I have a feeling that ssh-agent and a technique named "agent forwarding" may be a way you can prevent your users from putting private keys on your ssh (bastion?) hosts. I haven't used this myself, but here's my understanding of how it works:
An ssh agent runs on the user's computer while they have an ssh session open, and the agent caches the user's private key. The ssh client on their computer gets their private key from the agent.
After the user connects to your ssh host, the ssh config makes the ssh client run its own agent, which uses a tunnel back to their computer's agent to fetch the private key and cache it in memory. Their ssh sessions from your ssh server to other machines use the private key from the agent. Nothing is saved to disk on your ssh servers.
- An ssh agent runs on the user's home computer while they have an ssh session open, and the agent caches the user's private key. When they ssh to your server, their ssh client asks the agent to answer the challenge for the key, and they log into your server.

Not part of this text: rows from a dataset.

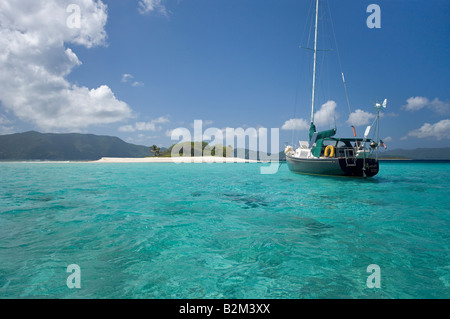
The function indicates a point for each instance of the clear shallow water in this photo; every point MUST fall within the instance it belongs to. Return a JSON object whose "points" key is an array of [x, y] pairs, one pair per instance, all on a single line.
{"points": [[222, 231]]}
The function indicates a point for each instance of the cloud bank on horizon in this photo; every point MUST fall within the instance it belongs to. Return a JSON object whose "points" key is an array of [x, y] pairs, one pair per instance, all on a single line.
{"points": [[38, 53]]}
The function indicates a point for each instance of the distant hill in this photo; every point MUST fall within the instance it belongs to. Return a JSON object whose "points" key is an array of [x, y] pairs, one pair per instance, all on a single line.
{"points": [[418, 154], [49, 146]]}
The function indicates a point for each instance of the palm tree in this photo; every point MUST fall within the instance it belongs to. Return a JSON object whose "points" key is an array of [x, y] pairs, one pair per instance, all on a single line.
{"points": [[155, 149]]}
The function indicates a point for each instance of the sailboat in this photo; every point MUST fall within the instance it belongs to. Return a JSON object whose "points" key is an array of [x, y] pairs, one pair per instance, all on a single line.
{"points": [[325, 154]]}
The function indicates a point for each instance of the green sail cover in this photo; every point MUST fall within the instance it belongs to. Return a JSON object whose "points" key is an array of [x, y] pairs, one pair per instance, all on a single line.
{"points": [[317, 148]]}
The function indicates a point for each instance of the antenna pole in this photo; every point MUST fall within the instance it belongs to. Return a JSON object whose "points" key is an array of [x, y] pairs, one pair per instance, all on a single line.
{"points": [[314, 66]]}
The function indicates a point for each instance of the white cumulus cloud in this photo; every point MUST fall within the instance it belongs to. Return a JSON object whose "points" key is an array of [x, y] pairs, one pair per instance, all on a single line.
{"points": [[360, 117], [295, 124], [35, 60], [416, 103], [146, 6], [439, 130], [325, 116]]}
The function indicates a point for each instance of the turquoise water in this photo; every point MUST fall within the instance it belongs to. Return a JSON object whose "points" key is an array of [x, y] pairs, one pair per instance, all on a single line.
{"points": [[222, 231]]}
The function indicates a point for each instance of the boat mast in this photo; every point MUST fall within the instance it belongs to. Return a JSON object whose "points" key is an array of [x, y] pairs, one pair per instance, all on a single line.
{"points": [[314, 66]]}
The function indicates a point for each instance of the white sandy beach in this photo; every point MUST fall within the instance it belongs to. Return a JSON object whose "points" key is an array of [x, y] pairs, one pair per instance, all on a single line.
{"points": [[181, 159]]}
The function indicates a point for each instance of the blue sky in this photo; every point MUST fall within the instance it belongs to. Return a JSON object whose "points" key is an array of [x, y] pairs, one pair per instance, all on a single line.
{"points": [[139, 69]]}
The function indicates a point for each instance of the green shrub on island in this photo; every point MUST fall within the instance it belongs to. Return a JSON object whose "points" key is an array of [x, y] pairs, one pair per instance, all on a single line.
{"points": [[197, 149]]}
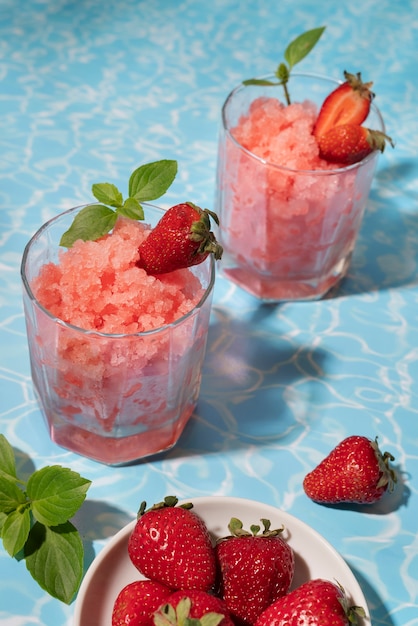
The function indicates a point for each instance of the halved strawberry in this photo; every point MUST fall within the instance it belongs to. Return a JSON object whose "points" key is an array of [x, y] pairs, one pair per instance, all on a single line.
{"points": [[349, 103], [350, 143]]}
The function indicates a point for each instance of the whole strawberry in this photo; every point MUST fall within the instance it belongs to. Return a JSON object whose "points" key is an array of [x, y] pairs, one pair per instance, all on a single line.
{"points": [[193, 606], [137, 602], [354, 471], [348, 143], [181, 238], [317, 602], [172, 545], [349, 103], [254, 569]]}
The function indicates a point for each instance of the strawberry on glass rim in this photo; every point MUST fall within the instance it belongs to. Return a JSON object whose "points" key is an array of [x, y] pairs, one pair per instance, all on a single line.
{"points": [[181, 238], [349, 103], [349, 143]]}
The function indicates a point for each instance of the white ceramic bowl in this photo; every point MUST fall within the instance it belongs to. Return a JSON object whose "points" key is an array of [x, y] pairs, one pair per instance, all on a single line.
{"points": [[314, 557]]}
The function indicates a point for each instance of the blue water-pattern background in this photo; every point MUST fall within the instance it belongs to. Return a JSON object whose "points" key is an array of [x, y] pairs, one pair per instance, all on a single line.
{"points": [[91, 89]]}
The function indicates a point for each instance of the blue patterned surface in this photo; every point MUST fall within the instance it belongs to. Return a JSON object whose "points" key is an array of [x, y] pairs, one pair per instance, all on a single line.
{"points": [[91, 89]]}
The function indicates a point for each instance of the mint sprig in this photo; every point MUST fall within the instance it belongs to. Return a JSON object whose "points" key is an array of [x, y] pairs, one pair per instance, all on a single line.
{"points": [[148, 182], [35, 526], [297, 50]]}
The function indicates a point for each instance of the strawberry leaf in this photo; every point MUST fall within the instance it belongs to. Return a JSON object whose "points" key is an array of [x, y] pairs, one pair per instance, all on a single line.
{"points": [[132, 209], [15, 530], [54, 558], [151, 181], [107, 194], [91, 223], [302, 45], [56, 494]]}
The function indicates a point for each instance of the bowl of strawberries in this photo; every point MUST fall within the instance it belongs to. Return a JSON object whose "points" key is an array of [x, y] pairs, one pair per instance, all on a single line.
{"points": [[231, 561]]}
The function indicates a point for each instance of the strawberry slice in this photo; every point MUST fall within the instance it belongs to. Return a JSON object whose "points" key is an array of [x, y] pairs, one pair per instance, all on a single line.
{"points": [[349, 103], [350, 143]]}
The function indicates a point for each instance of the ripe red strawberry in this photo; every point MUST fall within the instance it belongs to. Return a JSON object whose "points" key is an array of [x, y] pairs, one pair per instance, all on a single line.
{"points": [[255, 569], [349, 143], [137, 602], [355, 471], [317, 602], [172, 545], [349, 103], [194, 605], [181, 238]]}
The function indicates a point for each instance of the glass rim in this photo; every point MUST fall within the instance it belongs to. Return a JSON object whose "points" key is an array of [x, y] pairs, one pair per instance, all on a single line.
{"points": [[97, 333], [283, 168]]}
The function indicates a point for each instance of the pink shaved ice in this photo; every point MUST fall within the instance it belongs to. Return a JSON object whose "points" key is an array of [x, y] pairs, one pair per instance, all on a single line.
{"points": [[97, 286]]}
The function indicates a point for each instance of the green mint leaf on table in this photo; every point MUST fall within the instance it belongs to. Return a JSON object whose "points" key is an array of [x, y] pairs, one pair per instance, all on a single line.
{"points": [[151, 181], [294, 53], [92, 222], [54, 558], [148, 182], [35, 526], [56, 494]]}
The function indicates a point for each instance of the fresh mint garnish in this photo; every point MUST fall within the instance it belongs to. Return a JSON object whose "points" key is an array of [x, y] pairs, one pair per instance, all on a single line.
{"points": [[148, 182], [294, 53], [35, 526]]}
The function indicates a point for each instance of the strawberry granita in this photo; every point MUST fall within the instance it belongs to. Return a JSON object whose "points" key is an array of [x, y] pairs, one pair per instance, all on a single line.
{"points": [[97, 286], [289, 220], [116, 354]]}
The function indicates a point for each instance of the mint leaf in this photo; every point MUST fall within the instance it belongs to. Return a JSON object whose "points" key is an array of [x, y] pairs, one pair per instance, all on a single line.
{"points": [[259, 81], [34, 523], [15, 530], [91, 223], [107, 194], [147, 182], [294, 53], [54, 558], [11, 497], [152, 180], [131, 208], [302, 45], [56, 493], [7, 458]]}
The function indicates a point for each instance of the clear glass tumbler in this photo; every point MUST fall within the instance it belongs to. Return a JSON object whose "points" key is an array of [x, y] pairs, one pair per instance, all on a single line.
{"points": [[114, 398], [287, 234]]}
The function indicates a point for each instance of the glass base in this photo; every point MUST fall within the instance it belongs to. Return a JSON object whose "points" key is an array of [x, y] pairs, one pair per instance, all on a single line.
{"points": [[116, 451]]}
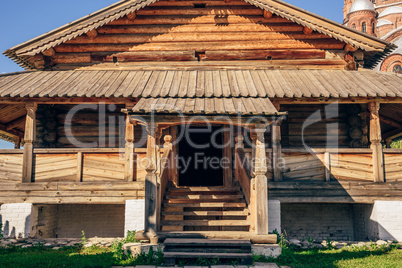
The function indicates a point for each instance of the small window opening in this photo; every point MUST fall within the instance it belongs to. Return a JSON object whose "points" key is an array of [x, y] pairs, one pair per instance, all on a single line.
{"points": [[200, 5]]}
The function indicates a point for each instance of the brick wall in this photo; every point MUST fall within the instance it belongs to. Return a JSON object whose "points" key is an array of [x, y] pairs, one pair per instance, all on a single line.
{"points": [[274, 216], [134, 216], [364, 228], [16, 219], [318, 221], [95, 220], [388, 215]]}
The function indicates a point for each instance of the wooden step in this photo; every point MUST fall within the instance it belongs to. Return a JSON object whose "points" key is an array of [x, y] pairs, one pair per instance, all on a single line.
{"points": [[203, 197], [170, 257], [205, 189], [206, 205], [207, 242], [205, 223], [207, 213]]}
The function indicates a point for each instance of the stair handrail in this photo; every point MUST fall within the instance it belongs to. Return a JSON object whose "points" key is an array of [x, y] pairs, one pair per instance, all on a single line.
{"points": [[244, 173]]}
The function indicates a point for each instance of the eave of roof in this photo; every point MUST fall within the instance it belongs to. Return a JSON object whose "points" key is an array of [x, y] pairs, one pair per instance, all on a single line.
{"points": [[224, 84], [124, 7]]}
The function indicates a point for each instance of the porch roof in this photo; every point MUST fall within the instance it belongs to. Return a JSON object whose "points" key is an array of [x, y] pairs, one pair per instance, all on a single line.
{"points": [[261, 83], [205, 106]]}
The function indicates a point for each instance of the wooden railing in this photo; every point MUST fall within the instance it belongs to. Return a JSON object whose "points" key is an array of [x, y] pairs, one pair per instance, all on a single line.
{"points": [[243, 173], [73, 165]]}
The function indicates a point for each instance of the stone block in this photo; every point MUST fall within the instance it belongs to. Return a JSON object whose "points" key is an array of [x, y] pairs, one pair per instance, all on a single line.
{"points": [[268, 251]]}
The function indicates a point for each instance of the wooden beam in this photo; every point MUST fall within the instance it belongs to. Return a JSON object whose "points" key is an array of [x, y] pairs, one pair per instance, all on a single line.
{"points": [[29, 138], [260, 207], [12, 132], [307, 30], [92, 34], [63, 100], [390, 122], [151, 180], [129, 170], [350, 48], [393, 134], [268, 14], [15, 123], [49, 52], [131, 16], [375, 139], [227, 153]]}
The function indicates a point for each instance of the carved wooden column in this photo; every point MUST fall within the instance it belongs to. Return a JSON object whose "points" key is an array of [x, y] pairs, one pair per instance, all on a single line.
{"points": [[29, 138], [261, 183], [276, 150], [130, 171], [227, 154], [151, 180], [375, 139], [174, 175]]}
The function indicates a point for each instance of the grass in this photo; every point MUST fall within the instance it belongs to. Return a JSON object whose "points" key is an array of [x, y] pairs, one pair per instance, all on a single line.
{"points": [[96, 257], [364, 257]]}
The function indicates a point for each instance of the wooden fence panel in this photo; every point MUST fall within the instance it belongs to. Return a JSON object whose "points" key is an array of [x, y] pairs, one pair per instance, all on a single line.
{"points": [[303, 167], [55, 167], [393, 167], [352, 167], [10, 167], [103, 167]]}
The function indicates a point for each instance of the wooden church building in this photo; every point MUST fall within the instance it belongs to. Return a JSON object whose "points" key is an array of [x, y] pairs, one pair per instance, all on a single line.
{"points": [[112, 109]]}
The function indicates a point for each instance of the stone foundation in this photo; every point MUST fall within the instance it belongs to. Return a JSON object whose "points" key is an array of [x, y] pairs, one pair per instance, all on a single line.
{"points": [[134, 215], [16, 220]]}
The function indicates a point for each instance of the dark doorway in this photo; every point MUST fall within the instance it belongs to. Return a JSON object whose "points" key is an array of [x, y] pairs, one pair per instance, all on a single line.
{"points": [[199, 157]]}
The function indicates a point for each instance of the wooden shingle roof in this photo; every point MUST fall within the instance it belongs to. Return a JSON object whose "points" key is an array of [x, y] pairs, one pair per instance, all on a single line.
{"points": [[122, 8], [202, 84]]}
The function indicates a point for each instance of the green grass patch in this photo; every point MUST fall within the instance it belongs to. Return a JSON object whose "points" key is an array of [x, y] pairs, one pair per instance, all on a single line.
{"points": [[364, 257]]}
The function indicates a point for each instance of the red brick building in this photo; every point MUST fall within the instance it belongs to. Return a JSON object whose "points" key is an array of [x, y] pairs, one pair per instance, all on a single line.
{"points": [[381, 18]]}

- The local ssh config on your server tells ssh clients to tunnel key challenges back through the ssh connection from their home computer to their ssh client (and then to their agent).
- When they ssh from your ssh host to other servers, the key challenges go back to their home computer and are answered by their agent. No need for private keys on your servers.
I saw a reference to a guide at this URL: https://docs.github.com/en/developers/overview/using-ssh-agent-forwarding, but I've only skimmed through it quickly. There's a link there to a guide by Steve Friedl with good details.
This may not be enough to prevent your people from invoking ssh -i id_my_sysadmin_hates_this_keysymcbean_hates_this_key_file, but perhaps most of them will stop if they have an automatic way to use their key on your ssh server.